Il grembo, custode della vita e del destino eterno
Due donne s’incontrano, immerse nell’atmosfera dorata dei fondi medioevali. Dietro alla Vergine si scorge una montagna. È la montagna di Giuda, dove vive la cugina Elisabetta, ma è anche simbolo di quel Dio d’Israele che, apparso sul monte Sinai a Mosè, ora si sta rivelando al mondo intero in un volto umano. Dietro a Elisabetta, invece, c’è una casa. Lei è la donna del Patto, la donna della Casa d’Israele, da lei uscirà quell’Elia che i profeti avevano promesso, appunto, alla casa di Giacobbe: Giovanni Battista.
Ed ecco le due donne, tese in un abbraccio sigillato nel tempo che giunge fino a noi. Gli Strueb non potevano certo immaginare quale significato avrebbe assunto, nel XXI secolo, quella danza di neonati in seno alle due madri. Per loro la vita era tale fin dal concepimento e l’uomo era persona fin dalla primissima origine. Perciò disegnano dentro i due grembi materni non solo i futuri nascituri, ma anche il loro destino. Cristo sta in piedi, circonfuso di gloria, quella gloria che aveva prima che il mondo fosse e che il Padre gli restituirà intatta dopo i giorni del dolore che lo attenderanno; l’altro invece è già in ginocchio, è già in adorazione di una Presenza. Il futuro Giovanni è solo un feto (e oggi a stento sarebbe riconosciuto persona), ma già compie la sua missione di Precursore, deputato a riconoscere il Verbo della vita.
Il «grembo»(in latino sinus), nell’arte come in tutta la Sacra Scrittura, è luogo di vita: dal concepimento fino alla morte naturale. Anche il paradiso è identificato all’interno della Bibbia come un grembo: il seno di Abramo, luogo dove l’uomo ritorna, trovando compimento e pace.
Lo si vede in alcune straordinarie miniature o nei mosaici, come quello del Battistero di Firenze oppure, ed è l’opera più interessante, negli affreschi del XIV secolo dell’antica Santa Maria del Casale in Brindisi. Qui, Rinaldo da Taranto dipinge i tre patriarchi: Abramo (il primo a destra) tiene in grembo il povero Lazzaro il quale, a braccia aperte come Cristo in croce e con in mano dei gigli, sembra voler accogliere ogni uomo piagato e condurlo nel gaudio eterno.

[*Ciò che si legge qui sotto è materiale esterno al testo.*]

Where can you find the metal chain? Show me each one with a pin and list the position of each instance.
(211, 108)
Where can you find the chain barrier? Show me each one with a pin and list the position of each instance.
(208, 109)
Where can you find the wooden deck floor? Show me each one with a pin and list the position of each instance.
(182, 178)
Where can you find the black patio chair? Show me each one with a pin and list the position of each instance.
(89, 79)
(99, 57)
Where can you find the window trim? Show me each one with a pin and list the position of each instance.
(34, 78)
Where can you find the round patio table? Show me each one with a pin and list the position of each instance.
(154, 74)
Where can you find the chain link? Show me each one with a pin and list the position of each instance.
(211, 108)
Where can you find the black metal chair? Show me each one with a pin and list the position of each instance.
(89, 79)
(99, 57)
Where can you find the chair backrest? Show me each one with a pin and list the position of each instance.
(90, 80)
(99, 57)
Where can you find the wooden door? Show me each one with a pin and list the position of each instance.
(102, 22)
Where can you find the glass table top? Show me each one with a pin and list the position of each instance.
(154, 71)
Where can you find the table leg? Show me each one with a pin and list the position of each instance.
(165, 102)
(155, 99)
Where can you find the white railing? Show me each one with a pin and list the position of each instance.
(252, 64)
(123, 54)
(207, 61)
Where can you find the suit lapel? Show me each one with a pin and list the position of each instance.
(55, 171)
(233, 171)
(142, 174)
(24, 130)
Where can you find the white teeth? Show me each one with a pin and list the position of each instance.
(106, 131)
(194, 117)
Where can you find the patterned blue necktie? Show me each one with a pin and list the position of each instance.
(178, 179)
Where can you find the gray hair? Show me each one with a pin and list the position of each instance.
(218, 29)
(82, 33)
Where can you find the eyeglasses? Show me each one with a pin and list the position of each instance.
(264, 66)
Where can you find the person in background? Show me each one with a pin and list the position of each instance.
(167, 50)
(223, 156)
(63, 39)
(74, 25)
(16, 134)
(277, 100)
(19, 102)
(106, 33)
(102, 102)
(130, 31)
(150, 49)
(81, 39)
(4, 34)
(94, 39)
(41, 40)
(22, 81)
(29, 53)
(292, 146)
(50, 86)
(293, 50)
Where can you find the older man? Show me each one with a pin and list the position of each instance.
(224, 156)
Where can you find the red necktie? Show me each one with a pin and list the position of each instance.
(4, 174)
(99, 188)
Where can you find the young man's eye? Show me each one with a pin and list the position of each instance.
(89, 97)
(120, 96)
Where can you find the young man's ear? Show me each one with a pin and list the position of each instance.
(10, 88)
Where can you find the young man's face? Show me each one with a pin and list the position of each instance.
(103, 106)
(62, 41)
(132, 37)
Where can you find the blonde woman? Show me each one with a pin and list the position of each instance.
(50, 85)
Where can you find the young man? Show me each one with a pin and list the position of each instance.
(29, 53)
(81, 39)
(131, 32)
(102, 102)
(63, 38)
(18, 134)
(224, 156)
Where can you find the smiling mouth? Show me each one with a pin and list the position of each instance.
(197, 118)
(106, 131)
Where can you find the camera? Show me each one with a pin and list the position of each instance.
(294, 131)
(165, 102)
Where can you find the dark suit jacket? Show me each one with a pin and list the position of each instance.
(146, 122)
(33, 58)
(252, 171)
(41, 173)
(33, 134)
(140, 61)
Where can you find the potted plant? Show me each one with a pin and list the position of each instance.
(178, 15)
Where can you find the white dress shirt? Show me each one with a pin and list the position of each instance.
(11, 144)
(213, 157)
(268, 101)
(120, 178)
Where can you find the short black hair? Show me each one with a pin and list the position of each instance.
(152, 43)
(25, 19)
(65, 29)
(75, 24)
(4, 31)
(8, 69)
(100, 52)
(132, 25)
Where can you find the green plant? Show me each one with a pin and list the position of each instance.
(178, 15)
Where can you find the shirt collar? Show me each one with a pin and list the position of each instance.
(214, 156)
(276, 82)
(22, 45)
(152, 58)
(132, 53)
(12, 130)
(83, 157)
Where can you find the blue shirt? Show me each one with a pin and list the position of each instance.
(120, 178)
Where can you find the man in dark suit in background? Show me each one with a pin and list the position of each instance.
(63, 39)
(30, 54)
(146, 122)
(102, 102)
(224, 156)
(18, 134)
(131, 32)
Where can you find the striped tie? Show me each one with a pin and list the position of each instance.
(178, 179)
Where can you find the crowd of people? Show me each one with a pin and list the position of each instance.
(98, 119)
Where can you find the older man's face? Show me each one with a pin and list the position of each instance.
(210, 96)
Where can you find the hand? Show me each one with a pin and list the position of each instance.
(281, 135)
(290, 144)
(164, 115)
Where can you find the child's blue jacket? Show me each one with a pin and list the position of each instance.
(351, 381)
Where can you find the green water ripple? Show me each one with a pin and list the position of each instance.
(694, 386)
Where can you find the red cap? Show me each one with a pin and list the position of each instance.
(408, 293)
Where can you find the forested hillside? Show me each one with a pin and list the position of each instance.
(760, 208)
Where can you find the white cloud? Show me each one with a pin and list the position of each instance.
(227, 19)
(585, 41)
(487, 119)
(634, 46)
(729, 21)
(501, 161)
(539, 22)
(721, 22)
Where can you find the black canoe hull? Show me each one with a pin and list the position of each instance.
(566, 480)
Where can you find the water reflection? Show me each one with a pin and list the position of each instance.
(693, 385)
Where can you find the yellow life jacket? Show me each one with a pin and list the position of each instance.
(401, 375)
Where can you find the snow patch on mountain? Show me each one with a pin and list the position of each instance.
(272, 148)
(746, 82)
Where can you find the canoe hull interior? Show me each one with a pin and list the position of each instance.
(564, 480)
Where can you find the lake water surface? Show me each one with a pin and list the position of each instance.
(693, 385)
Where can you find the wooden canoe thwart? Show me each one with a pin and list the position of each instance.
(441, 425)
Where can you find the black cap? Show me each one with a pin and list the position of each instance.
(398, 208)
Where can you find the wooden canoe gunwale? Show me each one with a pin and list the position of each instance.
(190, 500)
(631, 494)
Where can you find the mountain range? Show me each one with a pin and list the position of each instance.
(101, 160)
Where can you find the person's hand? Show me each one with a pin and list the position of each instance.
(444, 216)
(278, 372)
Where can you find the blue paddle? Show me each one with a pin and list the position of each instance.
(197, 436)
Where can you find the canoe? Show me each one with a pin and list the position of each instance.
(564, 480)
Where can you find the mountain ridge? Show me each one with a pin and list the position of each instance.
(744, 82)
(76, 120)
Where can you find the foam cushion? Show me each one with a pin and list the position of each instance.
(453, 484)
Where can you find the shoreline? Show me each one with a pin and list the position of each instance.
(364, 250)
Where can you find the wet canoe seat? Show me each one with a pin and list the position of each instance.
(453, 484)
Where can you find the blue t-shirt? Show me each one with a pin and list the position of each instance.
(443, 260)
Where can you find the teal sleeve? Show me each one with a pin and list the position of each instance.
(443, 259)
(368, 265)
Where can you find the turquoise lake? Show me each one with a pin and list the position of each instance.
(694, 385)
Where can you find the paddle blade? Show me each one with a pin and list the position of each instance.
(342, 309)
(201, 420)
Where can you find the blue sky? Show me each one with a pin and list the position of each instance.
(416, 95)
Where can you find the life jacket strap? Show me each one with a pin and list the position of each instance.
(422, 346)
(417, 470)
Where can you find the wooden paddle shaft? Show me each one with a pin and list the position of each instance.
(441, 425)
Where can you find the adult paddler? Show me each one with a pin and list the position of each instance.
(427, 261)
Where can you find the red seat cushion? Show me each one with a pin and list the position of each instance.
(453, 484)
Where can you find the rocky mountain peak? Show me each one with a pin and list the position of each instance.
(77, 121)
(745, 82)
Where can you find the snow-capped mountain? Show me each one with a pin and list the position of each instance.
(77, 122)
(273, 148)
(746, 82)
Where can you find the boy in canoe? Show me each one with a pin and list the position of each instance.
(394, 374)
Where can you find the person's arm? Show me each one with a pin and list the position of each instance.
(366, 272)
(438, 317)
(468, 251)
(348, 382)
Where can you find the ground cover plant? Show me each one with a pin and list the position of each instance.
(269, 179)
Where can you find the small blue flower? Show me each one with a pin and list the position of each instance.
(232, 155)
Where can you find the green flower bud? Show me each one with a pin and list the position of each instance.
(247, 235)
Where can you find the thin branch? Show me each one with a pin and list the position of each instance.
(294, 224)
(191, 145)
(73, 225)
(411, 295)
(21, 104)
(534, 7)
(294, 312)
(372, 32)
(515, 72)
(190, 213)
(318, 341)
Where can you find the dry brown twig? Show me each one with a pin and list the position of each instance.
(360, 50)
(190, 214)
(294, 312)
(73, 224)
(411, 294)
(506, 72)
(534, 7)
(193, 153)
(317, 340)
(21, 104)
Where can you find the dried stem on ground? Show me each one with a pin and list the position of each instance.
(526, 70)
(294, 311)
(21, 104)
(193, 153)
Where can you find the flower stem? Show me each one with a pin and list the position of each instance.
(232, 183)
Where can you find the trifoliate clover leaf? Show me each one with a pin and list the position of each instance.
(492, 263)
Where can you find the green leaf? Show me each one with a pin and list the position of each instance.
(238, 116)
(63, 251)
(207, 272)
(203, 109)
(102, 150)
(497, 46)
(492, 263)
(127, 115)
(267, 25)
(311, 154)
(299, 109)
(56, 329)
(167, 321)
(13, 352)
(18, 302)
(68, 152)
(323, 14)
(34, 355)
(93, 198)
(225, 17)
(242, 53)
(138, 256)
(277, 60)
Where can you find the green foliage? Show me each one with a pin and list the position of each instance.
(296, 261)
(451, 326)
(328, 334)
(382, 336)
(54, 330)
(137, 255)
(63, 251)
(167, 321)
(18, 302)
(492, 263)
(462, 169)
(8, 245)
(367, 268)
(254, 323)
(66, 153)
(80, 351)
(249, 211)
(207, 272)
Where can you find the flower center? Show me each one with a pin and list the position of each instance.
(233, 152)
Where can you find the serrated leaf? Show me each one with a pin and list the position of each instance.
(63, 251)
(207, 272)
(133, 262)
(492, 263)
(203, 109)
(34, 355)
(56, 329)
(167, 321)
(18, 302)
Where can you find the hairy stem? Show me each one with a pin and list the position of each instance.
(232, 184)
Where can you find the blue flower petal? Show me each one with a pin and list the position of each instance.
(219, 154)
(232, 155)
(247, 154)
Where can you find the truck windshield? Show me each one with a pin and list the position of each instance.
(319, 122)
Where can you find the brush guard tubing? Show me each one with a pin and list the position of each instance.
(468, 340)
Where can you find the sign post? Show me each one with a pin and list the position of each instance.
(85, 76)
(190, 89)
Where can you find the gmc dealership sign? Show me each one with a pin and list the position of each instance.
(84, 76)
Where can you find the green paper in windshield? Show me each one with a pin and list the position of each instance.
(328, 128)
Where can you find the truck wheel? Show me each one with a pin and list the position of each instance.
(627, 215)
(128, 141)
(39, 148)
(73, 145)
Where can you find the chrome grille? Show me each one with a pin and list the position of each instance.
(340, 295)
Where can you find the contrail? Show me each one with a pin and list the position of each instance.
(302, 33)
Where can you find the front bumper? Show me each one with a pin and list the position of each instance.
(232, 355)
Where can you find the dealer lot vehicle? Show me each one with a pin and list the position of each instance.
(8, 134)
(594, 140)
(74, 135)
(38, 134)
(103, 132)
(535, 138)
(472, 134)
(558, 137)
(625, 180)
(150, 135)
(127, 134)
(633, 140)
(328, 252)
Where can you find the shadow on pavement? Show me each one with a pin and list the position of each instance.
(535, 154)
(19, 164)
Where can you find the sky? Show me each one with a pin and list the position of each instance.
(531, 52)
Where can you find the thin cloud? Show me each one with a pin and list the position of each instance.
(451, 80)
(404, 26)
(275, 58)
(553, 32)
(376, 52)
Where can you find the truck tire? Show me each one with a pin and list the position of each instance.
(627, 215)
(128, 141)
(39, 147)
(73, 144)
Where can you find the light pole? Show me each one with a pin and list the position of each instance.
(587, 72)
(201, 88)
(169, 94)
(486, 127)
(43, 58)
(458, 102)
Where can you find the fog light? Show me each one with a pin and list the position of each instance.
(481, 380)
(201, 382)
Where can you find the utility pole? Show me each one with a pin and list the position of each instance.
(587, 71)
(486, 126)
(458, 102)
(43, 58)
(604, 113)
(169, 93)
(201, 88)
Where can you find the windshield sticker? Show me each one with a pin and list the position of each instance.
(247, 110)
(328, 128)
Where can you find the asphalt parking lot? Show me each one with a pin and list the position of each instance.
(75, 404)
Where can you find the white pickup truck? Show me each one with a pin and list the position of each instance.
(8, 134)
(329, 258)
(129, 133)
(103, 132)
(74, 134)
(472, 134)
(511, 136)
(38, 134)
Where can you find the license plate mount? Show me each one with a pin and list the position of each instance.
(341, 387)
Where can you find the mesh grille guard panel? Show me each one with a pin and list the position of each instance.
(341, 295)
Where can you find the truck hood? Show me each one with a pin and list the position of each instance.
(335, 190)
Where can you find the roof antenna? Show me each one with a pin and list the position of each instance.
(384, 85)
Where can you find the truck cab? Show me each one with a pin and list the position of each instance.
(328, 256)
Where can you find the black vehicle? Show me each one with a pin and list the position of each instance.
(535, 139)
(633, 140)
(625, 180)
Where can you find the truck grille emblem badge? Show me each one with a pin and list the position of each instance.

Ci sono voluti i nostri secoli davvero oscuri (a dispetto di certo giudizio sul Medioevo), per mettere in dubbio la dignità della vita dal suo sorgere al suo tramonto. Per fortuna, più delle moderne ecografie, ci soccorrono queste ecografie dell’arte che ci confermano nelle verità di sempre: siamo vivi fin da principio e nel nostro DNA è misteriosamente inscritto il nostro destino eterno.
Jakob e/o Hans Strueb, La Visitazione ca. 1505, Olio su tavola 80 x 54,7 centimetriMuseo Thyssen-Bornemisza, Madrid
Rinaldo da Taranto (XIV sec.) Giudizio Universale, affresco. Part di Abramo, Isacco e Giacobbe. Chiesa di Santa Maria del Casale (XIII sec.) Brindisi.